Questionado sobre a importância da defesa da independência do banco central, Powell desenvolveu a resposta para além do habitual: “As democracias em todo o mundo, países que são como os Estados Unidos, têm bancos centrais independentes. A razão é que as pessoas descobriram ao longo do tempo que proteger o banco central do controlo direto por autoridades políticas evita fazer política monetária de uma forma que talvez favoreça os que estão no poder, em vez dos que não estão. Os dados são claros: os países que têm bancos centrais independentes têm inflação mais baixa. Nós fazemos o nosso trabalho para servir todos os americanos”. E concluiu: “É um bom arranjo institucional, que tem sido bom para os cidadãos. Espero e acredito firmemente que vai continuar”-

A próxima reunião vai decorrer a 7 de novembro e Powell não antecipou qualquer medida, reafirmando que as decisões são tomadas em cada reunião, uma postura similar à que repete, também, Christine Lagarde, presidente do Banco Central Europeu.

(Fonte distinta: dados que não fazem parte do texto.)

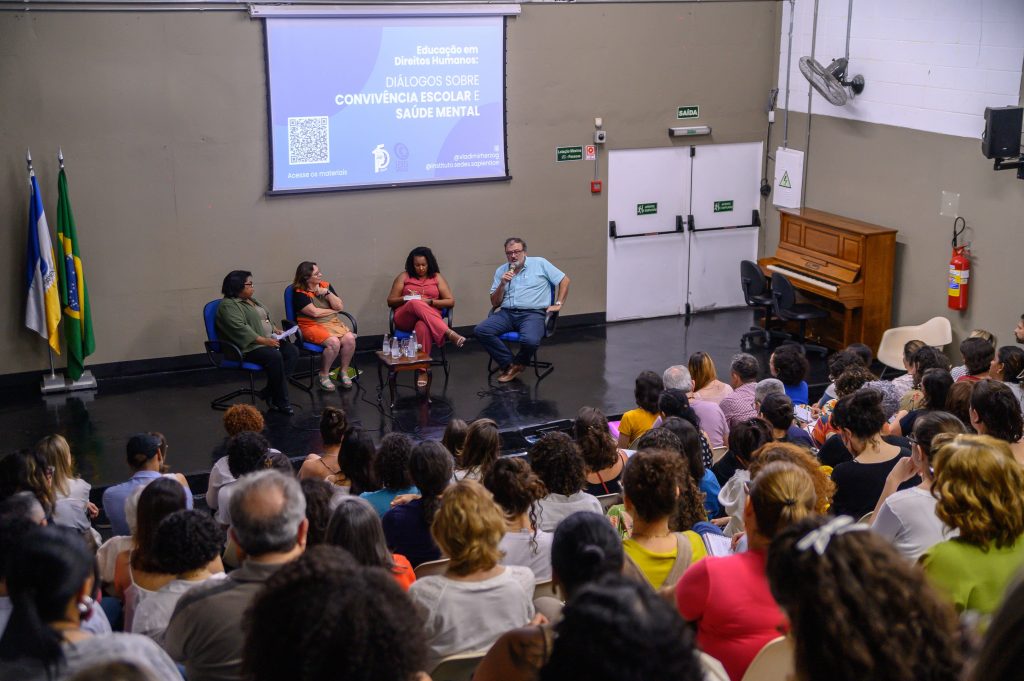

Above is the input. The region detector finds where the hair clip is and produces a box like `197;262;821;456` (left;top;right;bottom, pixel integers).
797;515;870;556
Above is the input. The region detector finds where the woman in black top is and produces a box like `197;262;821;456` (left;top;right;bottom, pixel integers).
831;388;921;518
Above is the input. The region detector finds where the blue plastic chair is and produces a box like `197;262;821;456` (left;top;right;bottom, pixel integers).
203;298;263;411
281;284;359;392
487;278;558;381
387;307;455;381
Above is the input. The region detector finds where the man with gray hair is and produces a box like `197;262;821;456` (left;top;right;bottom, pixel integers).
164;470;309;681
655;365;729;449
718;352;761;428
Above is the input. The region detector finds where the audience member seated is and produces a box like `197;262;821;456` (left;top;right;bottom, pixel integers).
206;405;265;511
971;379;1024;464
360;433;420;516
758;394;814;450
131;507;224;645
529;432;604;533
921;435;1024;615
409;480;535;670
455;419;502;480
540;574;703;681
0;527;181;681
483;456;552;582
889;369;953;435
767;516;962;681
686;350;732;405
768;345;810;405
676;462;817;681
988;345;1024;410
382;440;454;567
718;352;761;430
618;372;665;449
325;497;416;591
831;388;920;518
473;512;625;681
164;470;307;681
572;407;626;497
36;435;99;538
623;450;707;589
871;411;966;562
103;433;193;535
950;332;995;383
658;365;732;448
299;407;351;487
244;544;426;681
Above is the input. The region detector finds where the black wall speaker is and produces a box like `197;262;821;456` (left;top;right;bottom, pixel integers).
981;107;1024;159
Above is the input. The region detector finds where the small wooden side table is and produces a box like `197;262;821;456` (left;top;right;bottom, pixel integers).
376;350;433;409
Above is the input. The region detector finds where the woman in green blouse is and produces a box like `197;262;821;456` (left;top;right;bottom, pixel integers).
216;269;299;415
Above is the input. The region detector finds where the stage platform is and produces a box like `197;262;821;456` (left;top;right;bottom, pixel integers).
0;309;826;493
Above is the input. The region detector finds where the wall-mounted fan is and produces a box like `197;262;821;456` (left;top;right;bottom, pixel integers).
800;55;864;107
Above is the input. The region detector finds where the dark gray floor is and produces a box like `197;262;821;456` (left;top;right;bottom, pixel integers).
0;309;823;485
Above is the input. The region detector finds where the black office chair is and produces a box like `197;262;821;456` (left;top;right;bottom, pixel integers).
771;272;828;355
739;260;772;348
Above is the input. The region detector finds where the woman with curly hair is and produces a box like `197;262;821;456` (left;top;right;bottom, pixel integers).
921;435;1024;614
971;379;1024;464
676;461;817;679
529;432;604;533
409;480;535;669
381;440;455;567
572;407;626;497
483;457;552;582
131;510;224;645
767;516;963;681
242;546;427;681
618;372;665;450
359;433;420;516
686;350;732;405
324;496;416;591
455;419;502;480
623;450;708;589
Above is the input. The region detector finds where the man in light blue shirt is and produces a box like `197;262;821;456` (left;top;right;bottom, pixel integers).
475;237;569;383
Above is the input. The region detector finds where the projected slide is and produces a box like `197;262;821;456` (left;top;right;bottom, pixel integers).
266;16;507;191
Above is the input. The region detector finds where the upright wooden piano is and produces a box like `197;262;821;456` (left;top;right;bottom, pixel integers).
758;208;896;352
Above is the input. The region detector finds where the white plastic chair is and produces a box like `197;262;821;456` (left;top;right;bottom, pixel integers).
877;316;953;373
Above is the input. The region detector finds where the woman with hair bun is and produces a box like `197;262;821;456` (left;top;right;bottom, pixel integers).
767;516;963;681
483;457;552;582
921;435;1024;614
676;462;817;680
831;388;920;518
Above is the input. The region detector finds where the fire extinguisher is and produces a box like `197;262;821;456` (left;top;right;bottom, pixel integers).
946;217;971;310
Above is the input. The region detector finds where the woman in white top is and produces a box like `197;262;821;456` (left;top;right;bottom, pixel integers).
871;411;967;561
36;435;99;531
483;457;553;582
409;480;534;670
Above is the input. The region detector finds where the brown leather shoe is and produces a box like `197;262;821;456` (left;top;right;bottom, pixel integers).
498;365;525;383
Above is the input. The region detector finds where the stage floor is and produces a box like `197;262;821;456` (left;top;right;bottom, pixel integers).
0;309;826;492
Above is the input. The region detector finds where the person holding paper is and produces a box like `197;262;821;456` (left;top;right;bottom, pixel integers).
216;269;299;415
292;260;355;392
474;237;569;383
387;246;466;387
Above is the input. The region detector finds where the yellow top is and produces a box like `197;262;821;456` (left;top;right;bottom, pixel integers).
623;529;708;589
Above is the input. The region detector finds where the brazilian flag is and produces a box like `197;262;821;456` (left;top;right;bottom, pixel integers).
57;167;96;381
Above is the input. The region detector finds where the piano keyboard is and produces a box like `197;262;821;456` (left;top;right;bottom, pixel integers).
768;265;839;293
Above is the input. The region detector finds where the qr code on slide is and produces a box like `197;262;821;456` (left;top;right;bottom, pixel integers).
288;116;331;166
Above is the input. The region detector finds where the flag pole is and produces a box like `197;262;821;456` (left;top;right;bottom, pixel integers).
25;148;68;394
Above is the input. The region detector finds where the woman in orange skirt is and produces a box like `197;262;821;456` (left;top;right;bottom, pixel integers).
292;261;355;392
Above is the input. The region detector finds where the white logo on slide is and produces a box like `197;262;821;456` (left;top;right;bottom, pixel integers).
372;144;391;173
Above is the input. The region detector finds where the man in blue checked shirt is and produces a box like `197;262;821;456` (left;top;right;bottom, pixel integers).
475;237;569;383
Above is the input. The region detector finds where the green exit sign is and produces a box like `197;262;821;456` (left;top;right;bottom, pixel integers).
676;107;700;120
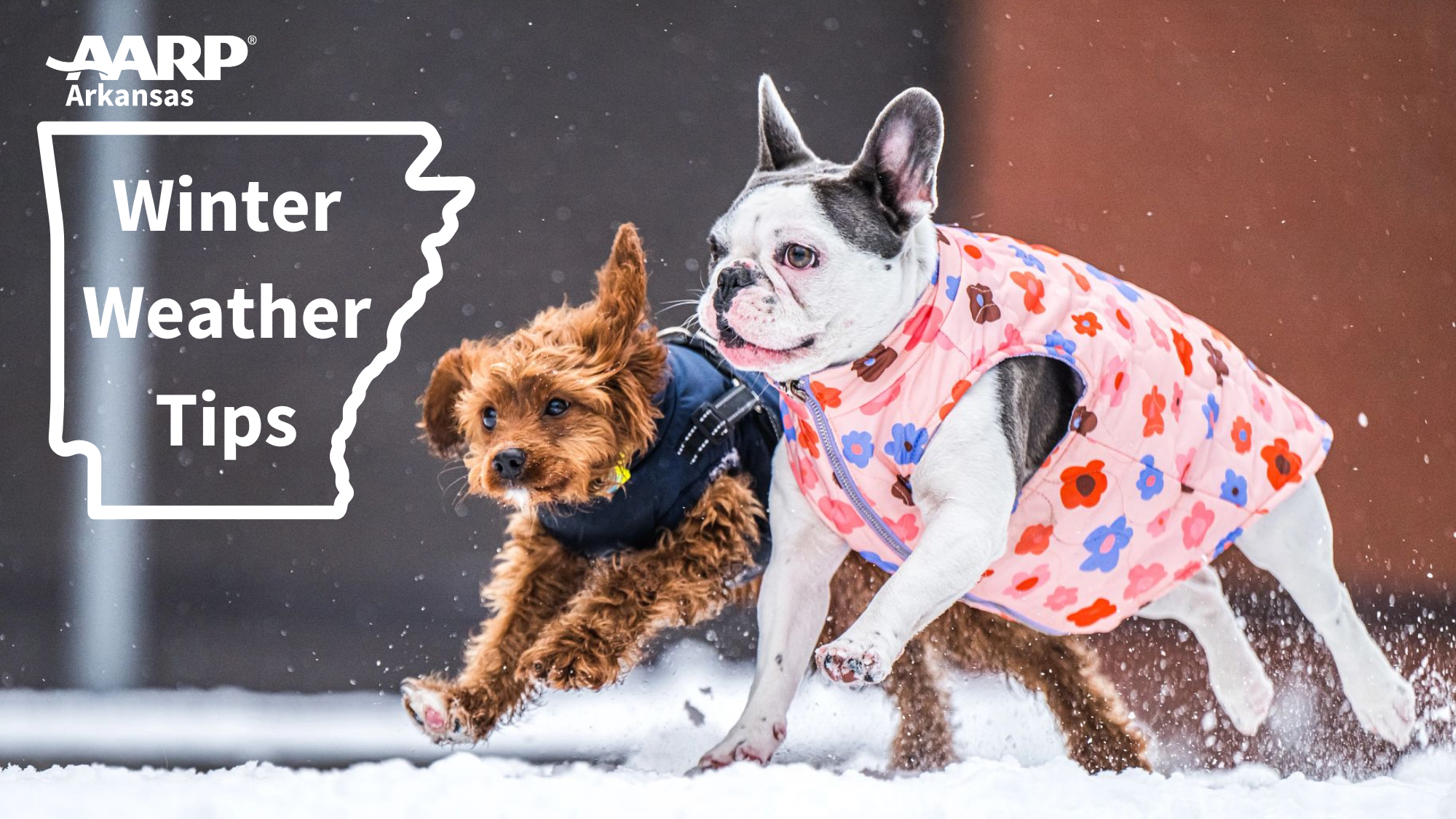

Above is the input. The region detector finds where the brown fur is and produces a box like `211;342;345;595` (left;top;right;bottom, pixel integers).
412;224;1147;771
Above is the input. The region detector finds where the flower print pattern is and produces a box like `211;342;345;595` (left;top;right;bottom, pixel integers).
839;430;875;470
1137;455;1163;500
1284;395;1315;433
1147;509;1174;538
1061;262;1092;293
1047;331;1077;365
1259;439;1305;491
1174;329;1192;376
1123;563;1168;601
1243;358;1274;386
1229;416;1254;455
939;379;971;422
879;512;920;544
1010;245;1047;272
1045;586;1077;612
961;243;996;272
890;475;914;506
945;269;961;301
1174;449;1198;484
795;419;818;458
1203;338;1229;386
859;376;906;416
818;496;865;535
1107;296;1137;341
1003;564;1051;598
1174;560;1203;583
1067;598;1117;628
1147;319;1172;351
1010;269;1047;313
1072;310;1102;338
1182;500;1213;550
965;284;1000;323
1102;355;1133;406
1079;515;1133;574
885;423;930;467
1069;406;1096;436
1203;392;1219;440
1249;384;1274;424
1012;523;1051;555
1061;461;1107;509
810;380;842;410
1143;384;1168;439
1213;526;1243;557
785;227;1328;631
900;304;945;352
1219;470;1249;507
850;344;900;381
789;451;818;493
997;323;1026;349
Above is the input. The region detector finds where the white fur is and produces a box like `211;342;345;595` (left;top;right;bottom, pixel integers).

No entanto, sem que sirva de orientação sobre a próxima reunião, as projeções médias dos membros do sistema da Fed, divulgadas esta quarta-feira, apontam para uma descida do intervalo da taxa diretora dos atuais 4,75% a 5% para um ponto médio no intervalo de 4,4% no final do ano. Essa trajetória pressupõe uma descida para o intervalo entre 4,25% a 4,5%, o que poderia englobar um corte acumulado de mais meio ponto percentual numa só reunião ou nas duas que faltam: a de novembro e outra a 17 e 18 de dezembro.

Não há sinais de recessão

“A economia [norte-americana] está em boa forma, sólida”, afirmou Powell, em contraste com muitas previsões pessimistas, ou mesmo catastrofistas na arena política, e temores de investidores de que os Estados Unidos caminham para uma recessão ou estagnação. “Não vejo nada na economia que sugira a probabilidade de uma recessão”, afiançou o presidente da Fed, que acrescentou: “O mercado laboral está em boa forma. O nível de emprego está perto do pleno emprego. Não há sinais de lay-offs”.

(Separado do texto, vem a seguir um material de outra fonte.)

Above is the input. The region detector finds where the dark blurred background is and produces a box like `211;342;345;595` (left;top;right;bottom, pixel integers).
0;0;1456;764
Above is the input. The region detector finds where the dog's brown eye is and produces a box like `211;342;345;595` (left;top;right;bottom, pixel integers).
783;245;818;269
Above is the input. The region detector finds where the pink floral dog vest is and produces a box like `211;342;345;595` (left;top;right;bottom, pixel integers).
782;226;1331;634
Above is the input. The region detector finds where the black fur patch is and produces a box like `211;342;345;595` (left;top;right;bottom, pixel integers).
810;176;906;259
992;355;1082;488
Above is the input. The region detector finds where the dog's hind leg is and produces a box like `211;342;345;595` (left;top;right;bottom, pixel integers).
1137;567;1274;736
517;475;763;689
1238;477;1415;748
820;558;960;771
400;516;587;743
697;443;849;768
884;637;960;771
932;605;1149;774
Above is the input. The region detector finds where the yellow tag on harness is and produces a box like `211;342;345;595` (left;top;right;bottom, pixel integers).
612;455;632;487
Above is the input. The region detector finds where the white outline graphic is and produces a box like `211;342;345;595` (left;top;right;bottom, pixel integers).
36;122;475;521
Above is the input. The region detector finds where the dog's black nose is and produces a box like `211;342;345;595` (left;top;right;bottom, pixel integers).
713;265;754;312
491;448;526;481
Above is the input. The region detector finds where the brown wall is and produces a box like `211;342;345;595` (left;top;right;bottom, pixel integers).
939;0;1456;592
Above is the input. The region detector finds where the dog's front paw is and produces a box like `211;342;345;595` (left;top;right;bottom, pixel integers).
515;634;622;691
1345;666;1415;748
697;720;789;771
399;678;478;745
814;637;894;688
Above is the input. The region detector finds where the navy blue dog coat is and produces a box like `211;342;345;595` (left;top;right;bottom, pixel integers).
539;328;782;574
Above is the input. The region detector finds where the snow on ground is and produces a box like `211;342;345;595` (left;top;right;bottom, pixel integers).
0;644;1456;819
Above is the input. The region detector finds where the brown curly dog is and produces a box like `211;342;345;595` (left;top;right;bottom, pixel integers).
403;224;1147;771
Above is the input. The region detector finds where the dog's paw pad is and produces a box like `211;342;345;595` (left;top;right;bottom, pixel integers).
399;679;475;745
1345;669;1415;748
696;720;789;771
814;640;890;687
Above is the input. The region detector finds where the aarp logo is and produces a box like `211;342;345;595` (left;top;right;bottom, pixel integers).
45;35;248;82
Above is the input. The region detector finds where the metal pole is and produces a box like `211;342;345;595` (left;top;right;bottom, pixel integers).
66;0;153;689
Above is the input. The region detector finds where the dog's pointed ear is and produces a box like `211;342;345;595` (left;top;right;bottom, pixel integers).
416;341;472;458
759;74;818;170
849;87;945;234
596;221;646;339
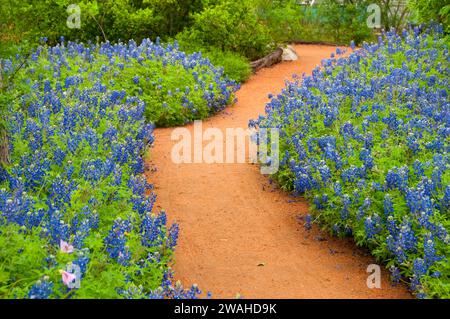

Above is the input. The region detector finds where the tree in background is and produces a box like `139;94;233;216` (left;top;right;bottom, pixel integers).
408;0;450;32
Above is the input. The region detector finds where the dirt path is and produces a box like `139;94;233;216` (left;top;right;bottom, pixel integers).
147;45;410;298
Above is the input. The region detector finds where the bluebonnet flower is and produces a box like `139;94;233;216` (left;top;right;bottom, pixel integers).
28;277;53;299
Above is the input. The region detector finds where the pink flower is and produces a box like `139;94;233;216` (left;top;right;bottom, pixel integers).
60;270;77;288
59;239;73;254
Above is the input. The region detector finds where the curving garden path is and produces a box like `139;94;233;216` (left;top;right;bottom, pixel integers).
146;45;411;298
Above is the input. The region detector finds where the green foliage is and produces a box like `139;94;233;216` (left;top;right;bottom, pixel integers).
177;0;273;60
204;49;252;83
0;0;203;49
408;0;450;32
177;36;252;82
257;0;373;44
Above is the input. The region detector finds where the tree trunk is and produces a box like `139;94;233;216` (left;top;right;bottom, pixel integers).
0;63;9;165
250;48;283;72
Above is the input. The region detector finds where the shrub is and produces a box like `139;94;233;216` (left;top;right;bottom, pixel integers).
253;0;373;44
250;28;450;298
0;0;203;49
408;0;450;32
178;0;274;60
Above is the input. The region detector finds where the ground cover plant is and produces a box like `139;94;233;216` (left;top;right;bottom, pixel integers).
0;41;229;298
250;27;450;298
5;39;237;126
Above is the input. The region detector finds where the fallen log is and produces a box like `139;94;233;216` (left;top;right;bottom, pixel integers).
250;48;283;73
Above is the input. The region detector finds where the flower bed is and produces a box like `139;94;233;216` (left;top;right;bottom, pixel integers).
250;28;450;298
0;41;229;298
5;39;238;126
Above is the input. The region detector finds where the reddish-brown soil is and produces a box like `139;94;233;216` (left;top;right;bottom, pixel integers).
147;45;411;298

Nas projeções dos participantes do sistema da Fed, a economia deverá crescer, em média, 2% entre 2024 e 2027.

Esta visão do andamento da economia, em paralelo com um processo de desinflação (descida da inflação) que aponta para 2% em 2026, permitiu, explicou Powell, que o banco central tenha decidido esta quarta-feira anunciar “um grande passo” na política monetária ao iniciar o ciclo de corte de juros logo com uma descida de meio ponto percentual.

Mas Powell e a Fed não se comprometem com a sequência e velocidade futura. O presidente do banco central disse até que “não há nada [nas Projeções Económicas] que sugira que o Comitê [Federal de Mercado Aberto] esteja com pressa para o fazer”. .

Mas Wall Street não ficou satisfeita

Depois de uma reação inicial muito positiva ao corte de meio ponto percentual, os índices bolsistas em Nova Iorque envolveram-se em oscilações e acabaram por fechar no vermelho, depois de Powell garantir que a Fed não tem pressa e que os juros não regressarão aos níveis muito baixos em que excecionalmente estiveram em períodos como o da resposta à crise financeira e à pandemia entre 2008 e 2020. Acrescentou que “ninguém deveria olhar para esta decisão e dizer que este [o corte de 50 pontos-base] é o novo ritmo”.

Em Wall Street, o índice Dow Jones encerrou com uma perda de 0,3% e o S&P 500 com uma descida de 0,29%. Na bolsa das tecnológicas, o Nasdaq, a queda foi de 0,25%. São perdas ligeiras, mas que sinalizam que os investidores não ficaram eufóricos como seria de esperar depois da Fed ter alinhado a sua decisão com as expetativas do mercado.